The best foods to eat for breakfast
Eggs are a fantastic source of protein and are filled with many nutrients that will help to keep the body healthy, enabling it to fight off illness.
Eating oats for breakfast is a healthy way to start the day as it contains soluble fibre in much higher quantities than other grains, which helps reduce the absorption of cholesterol. My favourite is fibre-enriched oatmeal, because it gives you even more fibre than normal standard oatmeal.
This is filled with healthy bacteria for the gut, as well as vitamins and calcium. I opt for natural dairy products without added sugar, and organic versions if available. I often also sprinkle some unsalted nuts like almonds or walnuts on top. If you are lactose intolerant, there are brands that offers lactose-free milk, and diary-free milk alternatives such as coconut and nut milks.
We often make the mistake to not eat enough protein at breakfast. Though it’s important to watch out for those high-fat breakfast foods like greasy sausages and rashers upon rashers of bacon, having meat for breakfast is not such a health crime. Lean meats like ham, chicken and turkey could provide you with good levels of protein.
Try to incorporate greens and vegetables into your breakfast routine. Eating a diet rich in vegetables gives a lot of vitamin, minerals, and antioxidants is as important for a healthy wellbeing. You also get a lot of fibres from vegetables, helping you to stay fuller for longer.

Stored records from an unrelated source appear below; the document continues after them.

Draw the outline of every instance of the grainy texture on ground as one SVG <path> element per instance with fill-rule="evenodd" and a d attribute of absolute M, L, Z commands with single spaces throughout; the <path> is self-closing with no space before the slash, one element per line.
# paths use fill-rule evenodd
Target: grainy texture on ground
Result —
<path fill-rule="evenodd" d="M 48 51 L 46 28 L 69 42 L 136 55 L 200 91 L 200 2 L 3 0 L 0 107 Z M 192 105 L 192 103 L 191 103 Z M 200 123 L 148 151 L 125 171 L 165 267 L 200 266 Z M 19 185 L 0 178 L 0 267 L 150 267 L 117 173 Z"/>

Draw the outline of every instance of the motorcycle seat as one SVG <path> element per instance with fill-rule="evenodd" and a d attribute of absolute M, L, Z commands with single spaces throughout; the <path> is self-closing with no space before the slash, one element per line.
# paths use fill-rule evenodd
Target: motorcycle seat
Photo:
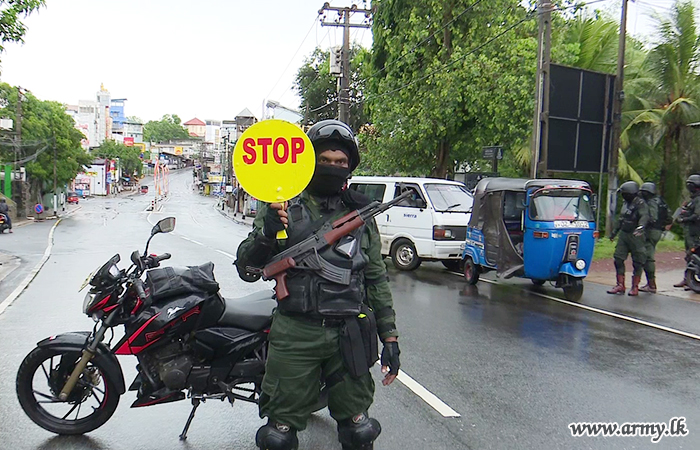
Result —
<path fill-rule="evenodd" d="M 272 310 L 277 306 L 274 291 L 264 290 L 245 297 L 224 299 L 224 312 L 218 324 L 226 327 L 261 331 L 270 326 Z"/>

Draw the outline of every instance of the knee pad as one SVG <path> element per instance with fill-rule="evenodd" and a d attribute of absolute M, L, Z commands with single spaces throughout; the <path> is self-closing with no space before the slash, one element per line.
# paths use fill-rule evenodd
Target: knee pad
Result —
<path fill-rule="evenodd" d="M 625 271 L 625 260 L 620 259 L 620 258 L 615 258 L 615 270 L 617 270 L 618 273 L 622 271 L 624 273 Z"/>
<path fill-rule="evenodd" d="M 289 425 L 268 420 L 255 435 L 255 444 L 260 450 L 297 450 L 297 431 Z"/>
<path fill-rule="evenodd" d="M 381 432 L 379 421 L 367 413 L 338 422 L 338 440 L 343 445 L 343 450 L 371 450 L 374 440 Z"/>

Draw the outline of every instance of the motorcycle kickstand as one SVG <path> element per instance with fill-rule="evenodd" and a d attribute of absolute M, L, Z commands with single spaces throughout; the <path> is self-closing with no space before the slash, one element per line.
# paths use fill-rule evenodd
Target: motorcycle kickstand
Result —
<path fill-rule="evenodd" d="M 197 408 L 199 407 L 200 403 L 201 403 L 200 399 L 198 399 L 198 398 L 192 399 L 192 411 L 190 411 L 190 416 L 187 418 L 187 423 L 185 424 L 185 429 L 182 430 L 182 434 L 180 435 L 181 441 L 184 441 L 187 439 L 187 430 L 189 430 L 190 425 L 192 425 L 192 419 L 194 419 L 194 413 L 197 411 Z"/>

Bread, of course, is a staple of any breakfast. If you want to make sure you choose a bread with as little sugar added as possible, go for the bread that has no more than five grams of sugar – you can find this information where it says “of which sugars” in the nutrition label. Also make sure the fibre amount is high.
A good choice is to opt for whole-wheat bread as they contain more fibre which digests slower and will keep you fuller for longer than refined white bread. When it comes to toppings, avocado contains the healthy mono-unsaturated fat, meaning that it can help lower your cholesterol levels.